Llegamos a eso de las dos, y ya desde el Promontorio escuchamos que algún grupo ferrolano de cantos de taberna se desquitaba del bienio de restricciones y tristeza, y precisamente nos encontramos con la antítesis de estos años de epidemia: bullicio, alegría, ruido, música, camareros sudorosos, el sonido de las copas brindando y los sones de una conocida canción loando a la capital de Puerto Rico, lo que nos animó a reservar mesa en un mesón y tomar un
aperitivo en la Taberna da Moura, que consistió en un exquisito guiso de patatas y verduras con lacón y un rustido que casaba todo lo anterior en una perfecta combinación.

Tras calmar el apetito inicial, dirigimos nuestros pasos al Mesón da Cabana, donde nos deleitamos con unos berberechos tan buenos como siempre, un marrajo perfectamente cocinado, unos chipirones deliciosos, unos chicharrones sencillamente insuperables, un pollo rebozado de los que pueden salir perfectos o regular (en este caso perfecto) y unos postres con los que calmé mi ausencia de freixós, ya que este año los astros se habían alineado para que sólo hubiese tomado filloas de caldo. Cada uno tiene sus lugares comunes, claro, por lo que es posible que algunos hayáis abandonado la lectura al no compartir conmigo ese recuncho de Ferrol, pero yo regresé a aquellos lejanos años en los que al volver de Doniños evitábamos el atasco bajando por el Monumento ao Fígado y aparcábamos en La Cabana llenos de arena y de sal y nos tomábamos una ración de berberechos con una copa de vino blanco o una cerveza.

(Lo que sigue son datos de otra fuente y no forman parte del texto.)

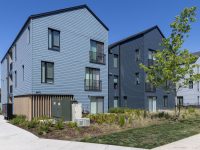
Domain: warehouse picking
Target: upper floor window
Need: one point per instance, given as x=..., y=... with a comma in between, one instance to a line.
x=97, y=52
x=137, y=78
x=15, y=79
x=15, y=52
x=115, y=80
x=190, y=84
x=28, y=35
x=92, y=79
x=151, y=55
x=165, y=101
x=23, y=72
x=137, y=55
x=54, y=39
x=47, y=72
x=115, y=61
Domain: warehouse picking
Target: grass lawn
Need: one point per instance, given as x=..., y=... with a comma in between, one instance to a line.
x=151, y=136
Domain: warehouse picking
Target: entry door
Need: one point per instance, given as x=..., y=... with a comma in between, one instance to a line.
x=152, y=104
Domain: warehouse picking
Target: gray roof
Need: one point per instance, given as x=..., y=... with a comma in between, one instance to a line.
x=52, y=13
x=135, y=36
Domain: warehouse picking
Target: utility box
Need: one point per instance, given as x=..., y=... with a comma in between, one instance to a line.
x=76, y=111
x=7, y=111
x=61, y=108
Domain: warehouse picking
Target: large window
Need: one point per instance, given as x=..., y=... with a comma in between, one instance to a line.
x=97, y=52
x=115, y=61
x=115, y=80
x=96, y=105
x=92, y=79
x=47, y=72
x=54, y=39
x=137, y=55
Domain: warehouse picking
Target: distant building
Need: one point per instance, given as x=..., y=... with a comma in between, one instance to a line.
x=127, y=81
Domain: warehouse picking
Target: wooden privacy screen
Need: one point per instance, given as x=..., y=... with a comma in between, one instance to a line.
x=35, y=105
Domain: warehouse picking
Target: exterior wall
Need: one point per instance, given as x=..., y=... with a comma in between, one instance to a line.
x=4, y=90
x=76, y=29
x=24, y=57
x=152, y=41
x=22, y=106
x=136, y=95
x=190, y=96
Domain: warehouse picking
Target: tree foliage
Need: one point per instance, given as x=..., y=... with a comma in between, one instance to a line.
x=174, y=66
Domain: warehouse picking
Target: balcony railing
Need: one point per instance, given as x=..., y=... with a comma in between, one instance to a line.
x=93, y=85
x=150, y=62
x=98, y=58
x=150, y=87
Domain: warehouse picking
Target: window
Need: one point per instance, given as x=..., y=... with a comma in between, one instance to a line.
x=54, y=39
x=28, y=35
x=137, y=78
x=47, y=72
x=23, y=72
x=116, y=98
x=96, y=105
x=137, y=54
x=11, y=89
x=165, y=101
x=115, y=60
x=115, y=80
x=125, y=101
x=15, y=51
x=190, y=84
x=92, y=79
x=97, y=52
x=151, y=55
x=15, y=79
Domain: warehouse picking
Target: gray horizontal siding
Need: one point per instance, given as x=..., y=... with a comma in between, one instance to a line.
x=76, y=30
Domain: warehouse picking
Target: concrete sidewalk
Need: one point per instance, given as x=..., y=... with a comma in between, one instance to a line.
x=14, y=138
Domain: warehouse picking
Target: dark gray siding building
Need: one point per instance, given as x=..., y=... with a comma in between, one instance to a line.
x=127, y=84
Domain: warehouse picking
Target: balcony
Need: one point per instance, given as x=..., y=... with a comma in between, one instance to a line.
x=98, y=58
x=93, y=85
x=150, y=62
x=150, y=87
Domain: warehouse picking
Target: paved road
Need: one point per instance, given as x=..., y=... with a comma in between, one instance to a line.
x=14, y=138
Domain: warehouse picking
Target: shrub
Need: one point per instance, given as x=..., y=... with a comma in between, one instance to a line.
x=59, y=125
x=72, y=124
x=18, y=120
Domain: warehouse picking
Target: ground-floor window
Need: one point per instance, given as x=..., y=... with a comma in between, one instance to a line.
x=152, y=103
x=180, y=100
x=96, y=105
x=116, y=101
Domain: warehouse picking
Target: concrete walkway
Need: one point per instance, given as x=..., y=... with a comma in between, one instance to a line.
x=14, y=138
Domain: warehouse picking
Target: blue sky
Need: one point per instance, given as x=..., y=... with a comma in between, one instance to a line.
x=123, y=17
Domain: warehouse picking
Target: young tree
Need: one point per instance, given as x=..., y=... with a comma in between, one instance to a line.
x=173, y=67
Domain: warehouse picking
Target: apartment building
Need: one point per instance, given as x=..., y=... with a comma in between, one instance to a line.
x=127, y=81
x=56, y=56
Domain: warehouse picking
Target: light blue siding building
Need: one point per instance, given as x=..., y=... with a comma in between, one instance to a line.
x=58, y=53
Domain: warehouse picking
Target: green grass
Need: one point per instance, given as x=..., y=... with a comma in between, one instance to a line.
x=151, y=136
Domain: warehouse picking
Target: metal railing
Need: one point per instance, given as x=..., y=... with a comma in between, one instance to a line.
x=93, y=85
x=98, y=58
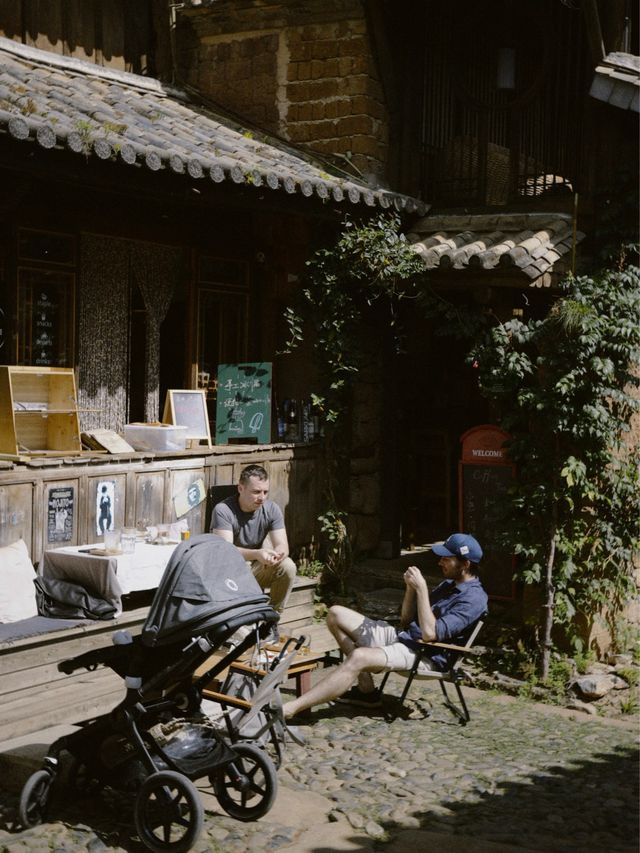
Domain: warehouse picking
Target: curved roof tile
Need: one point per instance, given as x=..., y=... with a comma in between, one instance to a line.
x=530, y=243
x=63, y=102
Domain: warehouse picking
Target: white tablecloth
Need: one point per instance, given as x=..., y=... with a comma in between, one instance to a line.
x=110, y=577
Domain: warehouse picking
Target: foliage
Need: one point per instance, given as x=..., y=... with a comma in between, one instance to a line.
x=564, y=390
x=309, y=563
x=368, y=271
x=371, y=265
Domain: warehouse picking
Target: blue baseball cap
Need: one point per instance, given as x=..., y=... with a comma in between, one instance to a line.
x=459, y=545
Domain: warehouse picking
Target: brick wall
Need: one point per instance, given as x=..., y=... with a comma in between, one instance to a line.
x=303, y=71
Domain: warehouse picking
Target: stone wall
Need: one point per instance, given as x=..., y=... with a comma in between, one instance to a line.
x=304, y=71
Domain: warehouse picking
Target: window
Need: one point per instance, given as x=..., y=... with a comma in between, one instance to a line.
x=45, y=298
x=222, y=322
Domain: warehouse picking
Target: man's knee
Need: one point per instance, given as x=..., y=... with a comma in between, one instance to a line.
x=344, y=618
x=364, y=659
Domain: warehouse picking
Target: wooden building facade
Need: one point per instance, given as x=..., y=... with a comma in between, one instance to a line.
x=168, y=212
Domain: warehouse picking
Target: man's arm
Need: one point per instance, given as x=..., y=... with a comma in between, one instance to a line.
x=263, y=555
x=426, y=620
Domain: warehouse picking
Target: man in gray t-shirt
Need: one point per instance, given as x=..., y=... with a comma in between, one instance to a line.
x=248, y=519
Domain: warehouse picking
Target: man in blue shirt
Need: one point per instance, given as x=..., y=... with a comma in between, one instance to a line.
x=369, y=645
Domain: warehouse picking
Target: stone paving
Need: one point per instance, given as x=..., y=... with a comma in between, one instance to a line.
x=519, y=776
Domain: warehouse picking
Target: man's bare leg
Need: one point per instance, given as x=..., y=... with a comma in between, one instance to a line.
x=337, y=682
x=344, y=624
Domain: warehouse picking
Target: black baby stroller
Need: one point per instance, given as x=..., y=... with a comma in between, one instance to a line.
x=156, y=743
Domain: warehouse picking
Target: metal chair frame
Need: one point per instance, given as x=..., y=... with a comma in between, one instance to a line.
x=454, y=675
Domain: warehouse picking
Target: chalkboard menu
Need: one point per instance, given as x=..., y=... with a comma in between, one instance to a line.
x=484, y=478
x=243, y=406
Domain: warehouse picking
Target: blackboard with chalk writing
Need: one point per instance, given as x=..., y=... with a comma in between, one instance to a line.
x=485, y=475
x=243, y=405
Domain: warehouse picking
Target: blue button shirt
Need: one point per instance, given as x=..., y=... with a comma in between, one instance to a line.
x=456, y=608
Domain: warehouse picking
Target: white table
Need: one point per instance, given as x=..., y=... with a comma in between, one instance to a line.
x=109, y=576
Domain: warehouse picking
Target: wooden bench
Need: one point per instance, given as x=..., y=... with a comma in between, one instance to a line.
x=35, y=695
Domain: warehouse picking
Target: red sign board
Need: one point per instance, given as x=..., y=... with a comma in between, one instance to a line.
x=484, y=474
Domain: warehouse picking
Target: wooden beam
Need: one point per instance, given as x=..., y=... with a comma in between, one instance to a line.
x=594, y=31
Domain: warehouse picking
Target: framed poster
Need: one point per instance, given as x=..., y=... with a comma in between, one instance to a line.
x=60, y=509
x=105, y=505
x=243, y=406
x=188, y=408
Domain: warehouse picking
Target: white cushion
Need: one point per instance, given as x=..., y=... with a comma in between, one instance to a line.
x=17, y=590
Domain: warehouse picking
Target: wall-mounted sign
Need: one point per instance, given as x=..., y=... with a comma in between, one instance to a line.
x=105, y=506
x=60, y=508
x=243, y=407
x=485, y=474
x=188, y=408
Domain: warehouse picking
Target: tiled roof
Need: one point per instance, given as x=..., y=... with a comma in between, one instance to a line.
x=62, y=102
x=617, y=81
x=528, y=244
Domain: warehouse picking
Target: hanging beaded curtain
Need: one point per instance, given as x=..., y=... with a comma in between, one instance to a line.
x=155, y=269
x=103, y=331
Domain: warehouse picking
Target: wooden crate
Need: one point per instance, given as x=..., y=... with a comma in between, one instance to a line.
x=38, y=411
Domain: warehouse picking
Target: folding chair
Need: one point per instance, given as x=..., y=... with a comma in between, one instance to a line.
x=454, y=675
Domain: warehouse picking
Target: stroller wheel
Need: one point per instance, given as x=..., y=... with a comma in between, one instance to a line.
x=81, y=781
x=246, y=788
x=35, y=798
x=168, y=812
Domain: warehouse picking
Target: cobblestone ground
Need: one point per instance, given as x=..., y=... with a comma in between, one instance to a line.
x=518, y=774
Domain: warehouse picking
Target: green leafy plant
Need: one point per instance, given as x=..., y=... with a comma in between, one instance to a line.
x=565, y=390
x=309, y=563
x=364, y=274
x=630, y=674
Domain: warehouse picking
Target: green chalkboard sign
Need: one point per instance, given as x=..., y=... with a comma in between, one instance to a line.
x=243, y=406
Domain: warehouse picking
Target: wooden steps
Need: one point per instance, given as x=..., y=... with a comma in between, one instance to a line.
x=35, y=695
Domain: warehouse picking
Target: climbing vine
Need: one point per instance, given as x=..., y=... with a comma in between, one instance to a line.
x=368, y=272
x=566, y=390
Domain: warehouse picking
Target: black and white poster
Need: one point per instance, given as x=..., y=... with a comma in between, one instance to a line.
x=60, y=514
x=105, y=504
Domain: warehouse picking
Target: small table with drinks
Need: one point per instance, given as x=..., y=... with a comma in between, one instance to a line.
x=109, y=575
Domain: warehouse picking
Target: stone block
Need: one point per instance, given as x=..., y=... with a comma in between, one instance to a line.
x=355, y=125
x=323, y=49
x=304, y=71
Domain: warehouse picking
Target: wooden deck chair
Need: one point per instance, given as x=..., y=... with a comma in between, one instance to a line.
x=454, y=675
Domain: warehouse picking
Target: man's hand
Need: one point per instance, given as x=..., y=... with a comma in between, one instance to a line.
x=270, y=557
x=413, y=578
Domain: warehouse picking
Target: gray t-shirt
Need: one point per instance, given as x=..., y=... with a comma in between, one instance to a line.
x=249, y=528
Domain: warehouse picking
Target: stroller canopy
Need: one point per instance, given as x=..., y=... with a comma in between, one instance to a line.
x=206, y=585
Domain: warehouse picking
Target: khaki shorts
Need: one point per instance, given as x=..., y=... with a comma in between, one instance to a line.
x=376, y=633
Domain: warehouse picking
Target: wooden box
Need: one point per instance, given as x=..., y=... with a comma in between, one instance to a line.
x=38, y=411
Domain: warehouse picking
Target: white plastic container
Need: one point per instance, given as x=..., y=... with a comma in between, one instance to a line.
x=156, y=436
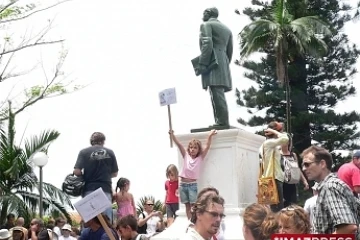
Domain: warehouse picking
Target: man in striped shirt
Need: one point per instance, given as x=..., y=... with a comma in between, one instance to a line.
x=336, y=208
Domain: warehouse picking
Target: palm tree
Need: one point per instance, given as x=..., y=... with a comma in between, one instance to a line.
x=158, y=205
x=17, y=178
x=286, y=36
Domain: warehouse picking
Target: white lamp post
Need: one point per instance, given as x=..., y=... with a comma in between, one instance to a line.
x=40, y=159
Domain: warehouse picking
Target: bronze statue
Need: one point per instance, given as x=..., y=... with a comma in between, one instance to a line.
x=216, y=45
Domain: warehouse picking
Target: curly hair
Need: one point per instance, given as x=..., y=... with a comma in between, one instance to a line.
x=260, y=221
x=295, y=217
x=202, y=203
x=121, y=184
x=195, y=142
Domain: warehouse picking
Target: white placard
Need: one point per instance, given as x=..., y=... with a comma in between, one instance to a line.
x=92, y=205
x=167, y=97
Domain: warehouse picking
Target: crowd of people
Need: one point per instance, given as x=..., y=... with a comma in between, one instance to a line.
x=332, y=209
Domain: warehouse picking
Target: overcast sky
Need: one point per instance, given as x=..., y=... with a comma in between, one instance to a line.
x=128, y=51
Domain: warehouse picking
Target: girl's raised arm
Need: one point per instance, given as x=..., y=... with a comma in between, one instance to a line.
x=208, y=143
x=178, y=144
x=133, y=203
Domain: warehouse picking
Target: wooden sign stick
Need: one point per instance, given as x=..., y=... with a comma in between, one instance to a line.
x=170, y=125
x=106, y=227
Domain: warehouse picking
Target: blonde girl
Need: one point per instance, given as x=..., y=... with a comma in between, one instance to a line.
x=193, y=159
x=172, y=195
x=124, y=199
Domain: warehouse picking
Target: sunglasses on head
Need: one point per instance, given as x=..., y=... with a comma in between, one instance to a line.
x=307, y=164
x=216, y=215
x=288, y=209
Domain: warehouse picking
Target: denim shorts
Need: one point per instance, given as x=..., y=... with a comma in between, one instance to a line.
x=188, y=192
x=171, y=209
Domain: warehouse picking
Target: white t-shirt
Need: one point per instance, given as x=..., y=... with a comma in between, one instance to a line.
x=151, y=224
x=309, y=207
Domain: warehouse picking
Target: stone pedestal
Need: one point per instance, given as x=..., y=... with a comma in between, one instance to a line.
x=231, y=166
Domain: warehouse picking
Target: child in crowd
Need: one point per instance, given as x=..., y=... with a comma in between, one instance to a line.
x=172, y=195
x=124, y=199
x=193, y=159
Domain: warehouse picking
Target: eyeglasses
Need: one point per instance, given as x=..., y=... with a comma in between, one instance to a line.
x=289, y=209
x=307, y=164
x=216, y=215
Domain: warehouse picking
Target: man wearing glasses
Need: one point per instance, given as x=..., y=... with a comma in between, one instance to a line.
x=207, y=214
x=336, y=206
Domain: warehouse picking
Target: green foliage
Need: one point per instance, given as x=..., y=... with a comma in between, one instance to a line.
x=17, y=178
x=158, y=205
x=317, y=84
x=285, y=36
x=55, y=85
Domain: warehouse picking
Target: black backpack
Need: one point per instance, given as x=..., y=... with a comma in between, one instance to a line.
x=73, y=185
x=142, y=229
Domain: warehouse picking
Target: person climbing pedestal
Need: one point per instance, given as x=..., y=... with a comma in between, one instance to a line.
x=231, y=166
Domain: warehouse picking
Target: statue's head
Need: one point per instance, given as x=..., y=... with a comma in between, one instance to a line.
x=210, y=13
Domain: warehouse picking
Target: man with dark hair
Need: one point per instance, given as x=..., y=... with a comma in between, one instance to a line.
x=206, y=215
x=98, y=165
x=127, y=228
x=10, y=222
x=350, y=173
x=216, y=45
x=336, y=207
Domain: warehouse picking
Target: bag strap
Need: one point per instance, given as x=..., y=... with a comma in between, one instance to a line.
x=262, y=163
x=272, y=163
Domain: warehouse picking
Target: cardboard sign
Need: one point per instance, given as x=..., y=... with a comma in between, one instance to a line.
x=167, y=97
x=92, y=205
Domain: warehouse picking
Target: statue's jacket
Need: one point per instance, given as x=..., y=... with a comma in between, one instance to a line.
x=216, y=41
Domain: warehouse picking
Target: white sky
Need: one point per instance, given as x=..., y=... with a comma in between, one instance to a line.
x=129, y=51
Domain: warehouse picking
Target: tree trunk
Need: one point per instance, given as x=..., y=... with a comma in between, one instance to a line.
x=4, y=212
x=288, y=100
x=299, y=104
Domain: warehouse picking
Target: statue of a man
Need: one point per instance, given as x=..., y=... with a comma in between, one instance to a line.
x=216, y=45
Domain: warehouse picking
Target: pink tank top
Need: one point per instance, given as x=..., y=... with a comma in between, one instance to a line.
x=125, y=208
x=191, y=167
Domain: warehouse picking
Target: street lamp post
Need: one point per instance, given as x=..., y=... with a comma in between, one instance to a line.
x=40, y=159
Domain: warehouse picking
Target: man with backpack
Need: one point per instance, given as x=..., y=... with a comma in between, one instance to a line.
x=98, y=165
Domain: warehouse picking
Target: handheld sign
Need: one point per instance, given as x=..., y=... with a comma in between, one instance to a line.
x=168, y=97
x=92, y=206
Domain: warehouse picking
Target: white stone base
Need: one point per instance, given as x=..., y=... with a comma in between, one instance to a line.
x=232, y=166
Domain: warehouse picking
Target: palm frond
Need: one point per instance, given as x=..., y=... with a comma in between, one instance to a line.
x=40, y=143
x=310, y=25
x=158, y=205
x=254, y=35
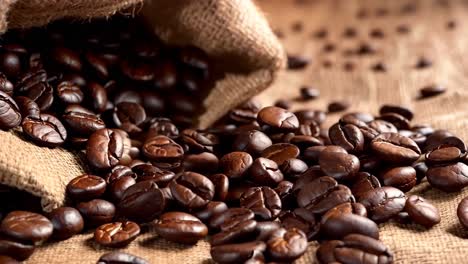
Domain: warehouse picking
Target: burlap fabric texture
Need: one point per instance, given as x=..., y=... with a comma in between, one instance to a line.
x=234, y=33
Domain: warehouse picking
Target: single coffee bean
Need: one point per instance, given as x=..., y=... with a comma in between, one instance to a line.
x=83, y=124
x=263, y=201
x=46, y=130
x=403, y=178
x=340, y=166
x=383, y=203
x=276, y=118
x=235, y=164
x=253, y=142
x=211, y=209
x=117, y=234
x=338, y=226
x=162, y=149
x=26, y=226
x=448, y=178
x=352, y=249
x=236, y=253
x=96, y=212
x=86, y=187
x=281, y=152
x=364, y=182
x=142, y=202
x=432, y=90
x=421, y=211
x=192, y=190
x=266, y=172
x=181, y=227
x=116, y=257
x=302, y=219
x=286, y=245
x=462, y=212
x=67, y=222
x=395, y=148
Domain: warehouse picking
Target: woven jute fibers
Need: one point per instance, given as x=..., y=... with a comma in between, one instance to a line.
x=234, y=33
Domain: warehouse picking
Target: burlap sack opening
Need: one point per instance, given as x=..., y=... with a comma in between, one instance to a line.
x=229, y=30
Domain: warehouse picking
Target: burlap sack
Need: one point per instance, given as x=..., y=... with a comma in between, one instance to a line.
x=233, y=32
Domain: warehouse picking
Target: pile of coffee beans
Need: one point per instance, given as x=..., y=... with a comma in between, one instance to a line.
x=259, y=185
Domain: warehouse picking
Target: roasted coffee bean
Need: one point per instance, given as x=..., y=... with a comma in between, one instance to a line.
x=337, y=226
x=228, y=218
x=383, y=203
x=364, y=182
x=211, y=209
x=83, y=124
x=204, y=162
x=340, y=166
x=266, y=172
x=348, y=137
x=86, y=187
x=235, y=164
x=286, y=245
x=281, y=152
x=129, y=116
x=181, y=227
x=403, y=178
x=421, y=211
x=10, y=116
x=394, y=148
x=27, y=106
x=117, y=234
x=237, y=231
x=26, y=226
x=302, y=219
x=354, y=248
x=448, y=178
x=46, y=130
x=276, y=118
x=221, y=184
x=263, y=201
x=146, y=172
x=403, y=111
x=462, y=212
x=432, y=90
x=104, y=148
x=15, y=249
x=236, y=253
x=162, y=149
x=253, y=142
x=142, y=202
x=192, y=190
x=67, y=222
x=116, y=257
x=96, y=212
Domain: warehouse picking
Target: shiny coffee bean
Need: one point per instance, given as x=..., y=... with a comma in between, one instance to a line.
x=86, y=187
x=263, y=201
x=67, y=222
x=448, y=178
x=286, y=245
x=192, y=190
x=46, y=130
x=96, y=212
x=235, y=164
x=116, y=234
x=421, y=211
x=26, y=226
x=383, y=203
x=142, y=202
x=403, y=178
x=104, y=148
x=180, y=227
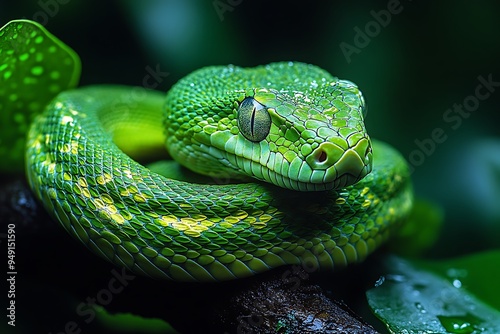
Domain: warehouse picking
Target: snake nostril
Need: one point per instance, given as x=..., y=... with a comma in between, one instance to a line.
x=322, y=156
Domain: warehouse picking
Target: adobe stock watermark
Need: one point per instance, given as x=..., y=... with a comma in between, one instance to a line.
x=86, y=310
x=223, y=6
x=372, y=29
x=453, y=118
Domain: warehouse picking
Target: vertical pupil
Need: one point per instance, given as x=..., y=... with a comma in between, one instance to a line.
x=252, y=121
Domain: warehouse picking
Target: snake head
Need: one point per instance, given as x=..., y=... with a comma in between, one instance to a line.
x=290, y=124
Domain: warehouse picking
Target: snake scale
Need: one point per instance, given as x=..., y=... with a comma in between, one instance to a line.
x=312, y=188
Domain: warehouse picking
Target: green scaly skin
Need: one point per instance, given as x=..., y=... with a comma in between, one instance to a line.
x=170, y=229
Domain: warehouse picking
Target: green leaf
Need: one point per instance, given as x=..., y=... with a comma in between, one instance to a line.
x=454, y=296
x=34, y=67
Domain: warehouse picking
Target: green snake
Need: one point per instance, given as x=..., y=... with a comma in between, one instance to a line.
x=295, y=177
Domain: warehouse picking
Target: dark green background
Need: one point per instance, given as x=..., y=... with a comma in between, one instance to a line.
x=425, y=60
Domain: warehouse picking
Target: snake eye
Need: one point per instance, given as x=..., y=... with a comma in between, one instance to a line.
x=254, y=120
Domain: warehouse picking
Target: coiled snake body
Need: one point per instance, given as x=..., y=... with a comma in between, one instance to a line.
x=292, y=133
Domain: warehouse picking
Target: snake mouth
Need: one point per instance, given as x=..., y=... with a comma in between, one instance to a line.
x=338, y=167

Y en esa patria chica, en ese recuerdo permanente a tiempos ya remotos, en esa maestría en  hacer bien lo sencillo, nos sumimos en un sopor que sólo era ocasionalmente interrumpido por el trasiego de las raciones, por los cantos de taberna y por el ocasional graznido de una de esas aves que se ha unido al jolgorio, y recordé lo poco que hace falta para ser feliz cuando eres de los que, como yo, no puedes ser más feliz que compartiendo con los tuyos momentos
que, seguramente, se quedarán grabados en tu alma como si un fuego indoloro te marcase.

Y claro que volveré, y espero que no cambie demasiado, sólo que mejore y se arregle, para que un día alguno de mis descendientes diga algo así como “me encantaba venir con papá a comer berberechos” o “pues a veces veníamos andando con el abuelo y pedíamos chicharrones y nos dejaba probar el vino”, porque así sabré que he cumplido con ese encargo de transmitir el legado que recibí de otros, como en la letra de esa canción que sonaba cuando
llegamos:

                                          “… pero el tiempo pasó y el destinó burló mi terrible nostalgia
                                           y no pude volver al San Juan que yo amé, pedacito de patria
                                           mi cabello blanqueó, ya mi vida se va, ya la muerte me llama
                                           y no quiero morir, alejado de ti, Ferroliño del alma”.